The Ghosts of Shaina Past and Present*: The Girls & Break in Case of Emergency

August 30, 2016

I recently read two books that most struck me because they reminded me of, well, me. This is not to say they weren't good on their own meritsbut the reasons they will ultimately stick with me are entirely selfish.

The Ghost of Shaina Past - The Girls by Emma Cline

If you haven't been living under a book-barren rock, you've seen The Girls making the rounds all summer. Loosely based on the history of Charles Manson and his "family," Cline's debut follows Evie Boyd. Lonely and utterly starved for attention, Evie finds herself enthralled by Suzanne, who appears to be everything Evie isn't: cool, composed, and securely enmeshed in a gaggle of young people whose love for each other is only outshone by their love for their leader, Russell. Anyone somewhat familiar with the story of the Manson family knows what's to come.

I was astounded (and a little bit embarrassed) by how much I related to Evie at that age. All I wanted was for someone to pay attention to me, romantically or otherwise, and I didn't mind erasing my own personality to make it happen. Add to this the fact that I had no idea who I was in my teens (do many of us, really?), and this was a recipe for vying for mainly the wrong kinds of attention.

Kerry said she also related to Cline's spot-on writing about being a lonely teen. Thankfully, our own quests for approval never led us to join any murderous cults.

The Ghost of Shaina Present - Break in Case of Emergency by Jessica Winter

Life's a little less than stellar for Jen these days. Believing she isn't talented enough to make it in the art world, she's taken a series of lackluster jobs, the latest of which is at a celebrity-backed nonprofit ostensibly devoted to empowering women across the globe but mainly concerned with generating lofty vision statement after lofty vision statement. She pines for the happiness she sees in the lives of her best friends, Meg and Pam, and for an end to her and her husband's trips to the local fertility clinic. 

Break in Case of Emergency is the portrait of a woman who doesn't know how to stand up for herself. Jen's workplace signature is her cushion-laugh: it has mass, but it's "plush mass, deferential mass, a comfy cushion to soften any demand or contradictory opinion." I tend toward social anxiety and conflict-aversion, and watching Jen try to navigate the indifference of her coworkers and be unable to assert herself even among her closest friends reminded me so much of myself on my hardest days. 
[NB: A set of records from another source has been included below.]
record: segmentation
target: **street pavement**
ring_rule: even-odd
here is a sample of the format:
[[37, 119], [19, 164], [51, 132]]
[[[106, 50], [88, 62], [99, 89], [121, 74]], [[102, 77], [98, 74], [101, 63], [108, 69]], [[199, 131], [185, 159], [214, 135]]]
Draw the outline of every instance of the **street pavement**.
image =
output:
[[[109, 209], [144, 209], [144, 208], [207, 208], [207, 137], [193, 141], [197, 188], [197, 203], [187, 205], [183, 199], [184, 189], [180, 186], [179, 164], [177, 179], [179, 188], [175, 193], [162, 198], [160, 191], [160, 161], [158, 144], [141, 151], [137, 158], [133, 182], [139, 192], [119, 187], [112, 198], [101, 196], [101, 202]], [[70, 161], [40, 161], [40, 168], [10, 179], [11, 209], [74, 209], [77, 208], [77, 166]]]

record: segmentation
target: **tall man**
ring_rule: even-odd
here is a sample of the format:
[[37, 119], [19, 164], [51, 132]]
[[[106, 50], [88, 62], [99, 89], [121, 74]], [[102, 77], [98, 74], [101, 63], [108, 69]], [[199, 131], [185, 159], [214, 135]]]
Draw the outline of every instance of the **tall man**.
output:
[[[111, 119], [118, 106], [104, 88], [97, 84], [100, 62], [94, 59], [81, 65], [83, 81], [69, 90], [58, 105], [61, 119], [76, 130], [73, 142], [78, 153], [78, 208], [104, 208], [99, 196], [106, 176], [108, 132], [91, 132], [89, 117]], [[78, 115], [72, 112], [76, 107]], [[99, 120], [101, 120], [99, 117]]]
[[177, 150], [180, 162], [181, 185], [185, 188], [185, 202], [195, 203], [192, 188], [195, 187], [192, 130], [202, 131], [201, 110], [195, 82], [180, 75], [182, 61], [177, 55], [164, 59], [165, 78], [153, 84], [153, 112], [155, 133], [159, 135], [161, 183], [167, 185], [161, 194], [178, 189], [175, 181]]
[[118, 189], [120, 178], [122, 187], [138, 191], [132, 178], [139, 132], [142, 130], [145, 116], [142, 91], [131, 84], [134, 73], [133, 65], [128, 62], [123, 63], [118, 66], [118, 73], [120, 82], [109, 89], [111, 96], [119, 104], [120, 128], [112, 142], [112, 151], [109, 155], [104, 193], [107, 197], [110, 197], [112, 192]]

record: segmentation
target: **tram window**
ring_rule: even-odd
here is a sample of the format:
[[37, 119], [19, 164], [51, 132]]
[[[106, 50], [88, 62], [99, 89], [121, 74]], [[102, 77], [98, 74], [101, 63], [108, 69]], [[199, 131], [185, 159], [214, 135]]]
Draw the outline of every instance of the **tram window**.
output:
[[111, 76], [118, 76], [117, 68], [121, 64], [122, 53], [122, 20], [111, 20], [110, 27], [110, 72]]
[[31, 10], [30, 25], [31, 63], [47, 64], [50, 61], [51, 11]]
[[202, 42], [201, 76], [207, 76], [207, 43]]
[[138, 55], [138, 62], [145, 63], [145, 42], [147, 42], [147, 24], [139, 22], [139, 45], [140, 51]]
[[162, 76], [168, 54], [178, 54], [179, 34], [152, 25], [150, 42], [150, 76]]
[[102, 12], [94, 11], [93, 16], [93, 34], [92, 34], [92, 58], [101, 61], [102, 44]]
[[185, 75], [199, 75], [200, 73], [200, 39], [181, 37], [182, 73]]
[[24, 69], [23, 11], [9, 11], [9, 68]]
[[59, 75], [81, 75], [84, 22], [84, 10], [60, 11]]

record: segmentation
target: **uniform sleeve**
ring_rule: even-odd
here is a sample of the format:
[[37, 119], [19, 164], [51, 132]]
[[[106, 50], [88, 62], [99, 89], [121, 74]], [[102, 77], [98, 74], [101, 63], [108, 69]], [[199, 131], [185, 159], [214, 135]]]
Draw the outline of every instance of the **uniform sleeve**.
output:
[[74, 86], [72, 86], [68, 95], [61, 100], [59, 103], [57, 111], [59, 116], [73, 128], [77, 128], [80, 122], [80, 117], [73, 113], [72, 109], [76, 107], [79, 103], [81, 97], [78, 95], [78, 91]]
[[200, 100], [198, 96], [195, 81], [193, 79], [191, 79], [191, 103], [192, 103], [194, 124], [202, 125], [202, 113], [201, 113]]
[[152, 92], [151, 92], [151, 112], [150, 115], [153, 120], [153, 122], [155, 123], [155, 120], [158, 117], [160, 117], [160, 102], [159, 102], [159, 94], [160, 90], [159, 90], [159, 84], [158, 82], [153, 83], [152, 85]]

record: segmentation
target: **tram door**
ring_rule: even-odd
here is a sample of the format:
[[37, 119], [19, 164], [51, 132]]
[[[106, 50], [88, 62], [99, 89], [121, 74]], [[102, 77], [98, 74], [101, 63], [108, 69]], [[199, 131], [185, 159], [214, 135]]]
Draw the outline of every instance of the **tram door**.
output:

Toward the end of the story, Jen is finally beginning to value herself (I won't spoil it, but this is a light read, at the end of the day), and it gives me hope that I can continue to grow into the self-assured badass I know lives inside of me.

The Ghost of Shaina Yet to Come - ???

I don't know which book represents my future, but I'm pretty sure it will be an awesome read. Anyone have any ideas for me?

*Y'all should know that I had this stuck in my head the entire time I was writing this post. You're welcome.

What are some books that remind you of past, current, or future(?!) versions of yourself?